For instance, Kimi 72B is quite a good coding model: https://huggingface.co/moonshotai/Kimi-Dev-72B

It might fit in vllm (as an AWQ) with 2x 4090s. It and would easily fit in TabbyAPI as an exl3: https://huggingface.co/ArtusDev/moonshotai_Kimi-Dev-72B-EXL3/tree/4.25bpw_H6

As another example, I personally use Nvidia Nemotron models for STEM stuff (other than coding). They rock at that, specifically, and are weaker elsewhere.

[–] [email protected] 1 points 19 hours ago (1 children)

What do I need to run Kimi? Does it have apple silicon compatible releases? It seems promising.

[–] [email protected] 1 points 18 hours ago* (last edited 18 hours ago)

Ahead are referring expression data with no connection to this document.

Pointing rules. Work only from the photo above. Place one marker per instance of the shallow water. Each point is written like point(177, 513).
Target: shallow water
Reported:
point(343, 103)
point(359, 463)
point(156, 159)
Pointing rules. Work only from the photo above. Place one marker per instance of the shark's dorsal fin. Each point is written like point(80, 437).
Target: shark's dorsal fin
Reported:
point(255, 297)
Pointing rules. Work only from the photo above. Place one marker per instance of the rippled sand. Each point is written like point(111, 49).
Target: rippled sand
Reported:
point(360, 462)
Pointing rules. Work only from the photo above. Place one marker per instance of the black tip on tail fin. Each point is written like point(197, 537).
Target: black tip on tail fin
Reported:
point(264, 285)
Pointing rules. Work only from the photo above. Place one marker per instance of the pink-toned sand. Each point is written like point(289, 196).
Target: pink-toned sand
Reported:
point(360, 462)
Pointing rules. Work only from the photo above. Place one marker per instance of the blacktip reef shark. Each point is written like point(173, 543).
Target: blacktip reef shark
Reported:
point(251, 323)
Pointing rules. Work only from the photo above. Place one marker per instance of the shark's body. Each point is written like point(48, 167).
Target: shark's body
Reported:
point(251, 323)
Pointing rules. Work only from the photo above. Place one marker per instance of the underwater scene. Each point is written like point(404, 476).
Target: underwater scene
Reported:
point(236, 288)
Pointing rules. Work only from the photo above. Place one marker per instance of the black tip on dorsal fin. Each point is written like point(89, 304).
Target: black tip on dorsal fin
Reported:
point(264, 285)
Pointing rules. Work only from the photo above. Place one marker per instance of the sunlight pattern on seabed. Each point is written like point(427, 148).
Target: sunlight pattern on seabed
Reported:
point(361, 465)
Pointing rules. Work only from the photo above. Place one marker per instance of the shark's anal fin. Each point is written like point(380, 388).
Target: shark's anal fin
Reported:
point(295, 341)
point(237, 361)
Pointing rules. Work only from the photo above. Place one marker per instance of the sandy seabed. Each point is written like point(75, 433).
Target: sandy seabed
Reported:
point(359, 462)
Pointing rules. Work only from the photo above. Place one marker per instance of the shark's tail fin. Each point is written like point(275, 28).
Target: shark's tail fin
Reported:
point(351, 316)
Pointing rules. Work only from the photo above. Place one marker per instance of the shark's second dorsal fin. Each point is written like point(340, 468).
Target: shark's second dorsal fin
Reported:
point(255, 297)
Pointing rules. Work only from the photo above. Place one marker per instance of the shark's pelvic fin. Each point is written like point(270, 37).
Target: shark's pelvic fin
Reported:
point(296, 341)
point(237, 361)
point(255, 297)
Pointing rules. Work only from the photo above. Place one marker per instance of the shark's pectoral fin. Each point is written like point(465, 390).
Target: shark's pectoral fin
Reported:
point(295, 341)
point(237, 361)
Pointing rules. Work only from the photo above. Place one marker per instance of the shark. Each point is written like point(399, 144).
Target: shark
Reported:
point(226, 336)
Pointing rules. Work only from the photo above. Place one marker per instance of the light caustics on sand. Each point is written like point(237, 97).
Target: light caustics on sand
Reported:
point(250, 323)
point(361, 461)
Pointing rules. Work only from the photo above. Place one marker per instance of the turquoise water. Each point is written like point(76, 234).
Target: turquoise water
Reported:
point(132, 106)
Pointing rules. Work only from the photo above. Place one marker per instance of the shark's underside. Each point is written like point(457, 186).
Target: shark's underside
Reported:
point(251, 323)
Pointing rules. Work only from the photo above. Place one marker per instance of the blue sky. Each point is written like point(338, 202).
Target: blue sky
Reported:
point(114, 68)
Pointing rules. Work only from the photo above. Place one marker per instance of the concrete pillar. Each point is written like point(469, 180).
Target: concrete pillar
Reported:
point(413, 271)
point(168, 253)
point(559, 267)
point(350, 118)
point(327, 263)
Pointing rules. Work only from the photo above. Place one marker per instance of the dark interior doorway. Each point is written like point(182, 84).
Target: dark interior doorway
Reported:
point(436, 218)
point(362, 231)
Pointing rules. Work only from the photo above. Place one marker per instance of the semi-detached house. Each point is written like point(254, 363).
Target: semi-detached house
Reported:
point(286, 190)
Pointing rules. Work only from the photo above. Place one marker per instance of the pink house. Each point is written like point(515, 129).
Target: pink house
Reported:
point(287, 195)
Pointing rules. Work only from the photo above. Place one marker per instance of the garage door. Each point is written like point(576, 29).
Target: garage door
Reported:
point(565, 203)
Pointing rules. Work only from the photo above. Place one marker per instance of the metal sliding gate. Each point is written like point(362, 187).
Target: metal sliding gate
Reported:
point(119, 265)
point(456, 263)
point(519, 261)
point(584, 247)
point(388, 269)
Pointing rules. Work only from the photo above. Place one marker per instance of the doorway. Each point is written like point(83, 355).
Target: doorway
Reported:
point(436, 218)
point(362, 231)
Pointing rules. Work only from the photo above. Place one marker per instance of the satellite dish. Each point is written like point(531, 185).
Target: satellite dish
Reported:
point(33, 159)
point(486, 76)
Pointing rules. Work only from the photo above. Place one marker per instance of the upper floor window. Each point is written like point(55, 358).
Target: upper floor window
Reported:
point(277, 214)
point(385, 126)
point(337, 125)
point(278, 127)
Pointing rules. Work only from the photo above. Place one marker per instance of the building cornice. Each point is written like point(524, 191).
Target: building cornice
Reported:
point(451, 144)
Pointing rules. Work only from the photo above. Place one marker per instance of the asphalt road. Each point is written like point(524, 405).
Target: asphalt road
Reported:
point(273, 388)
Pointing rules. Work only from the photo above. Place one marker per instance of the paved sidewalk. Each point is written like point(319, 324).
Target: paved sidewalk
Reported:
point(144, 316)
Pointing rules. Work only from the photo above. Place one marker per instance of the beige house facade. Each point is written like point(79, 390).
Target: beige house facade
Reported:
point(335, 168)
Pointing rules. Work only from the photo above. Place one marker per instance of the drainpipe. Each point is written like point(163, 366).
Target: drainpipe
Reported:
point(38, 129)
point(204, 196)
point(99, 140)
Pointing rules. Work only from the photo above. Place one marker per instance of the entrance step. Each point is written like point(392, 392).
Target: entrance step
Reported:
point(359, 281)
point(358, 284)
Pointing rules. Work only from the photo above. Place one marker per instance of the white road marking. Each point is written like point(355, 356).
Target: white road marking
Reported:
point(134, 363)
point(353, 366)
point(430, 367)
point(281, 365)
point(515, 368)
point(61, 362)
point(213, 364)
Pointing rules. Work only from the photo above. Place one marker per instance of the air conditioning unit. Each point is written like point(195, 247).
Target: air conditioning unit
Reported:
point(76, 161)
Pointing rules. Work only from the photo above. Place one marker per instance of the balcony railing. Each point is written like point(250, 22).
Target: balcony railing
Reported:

Depends. You're in luck, as someone made a DWQ (which is the most optimal way to run it on Macs, and should work in LM Studio): https://huggingface.co/mlx-community/Kimi-Dev-72B-4bit-DWQ/tree/main

It's chonky though. The weights alone are like 40GB, so assume 50GB of VRAM allocation for some context. I'm not sure what Macs that equates to... 96GB? Can the 64GB can allocate enough?

Otherwise, the requirement is basically a 5090. You can stuff it into 32GB as an exl3.

Note that it is going to be slow on Macs, being a dense 72B model.